Repole has made the horse central to his public posture all week. He said, “I named him a year and a half ago, not thinking we’d be here with the Derby favorite.”
Repole And The Lows
Renegade is owned by Repole with Robert Low and Lawana Low, longtime horse people from Missouri who are both in their 70s. He asked them if they wanted to buy back 50 percent of a horse they bred, a deal that brought the partnership together around the Derby favorite.
Repole’s rider is Irad Ortiz. The ownership group enters the Derby with a favorite, a difficult post, and a horse that now sits at the center of his next move against The Jockey Club.
Inside Repole’s Push
Repole, 57, has spent years around major races, including the Travers, Breeders' Cup Classic and Belmont Stakes, after getting into Thoroughbreds following the 2007 sale of Glaceau for more than $4 billion.

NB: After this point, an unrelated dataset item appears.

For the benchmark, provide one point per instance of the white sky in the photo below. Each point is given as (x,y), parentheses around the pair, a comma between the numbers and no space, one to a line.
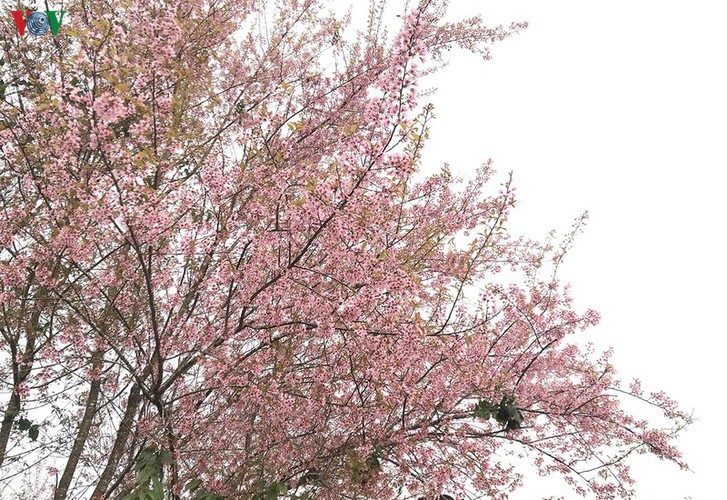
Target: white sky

He said he first fell in love with racing as a teenager, sometimes skipping school to place bets at Aqueduct, before building his fortune in beverages and later expanding into shoes, apparel and the United Football League.
He arrived at Churchill Downs with football players from the United Football League, and he said his latest fight fits the same pattern. “What are they going to do? Sue me? Fine me? Throw me out of the game? I’d be lucky if they did that. But I’m not gonna go away. I got in this to change the sport.”
His parents, both in their 80s, were coming to the Derby, giving the day a family edge as the legal threat and the favorite horse collided at the same track. Repole called himself “The Commissioner,” and the next step in his fight is the one he put on the table: a possible lawsuit next week aimed at The Jockey Club.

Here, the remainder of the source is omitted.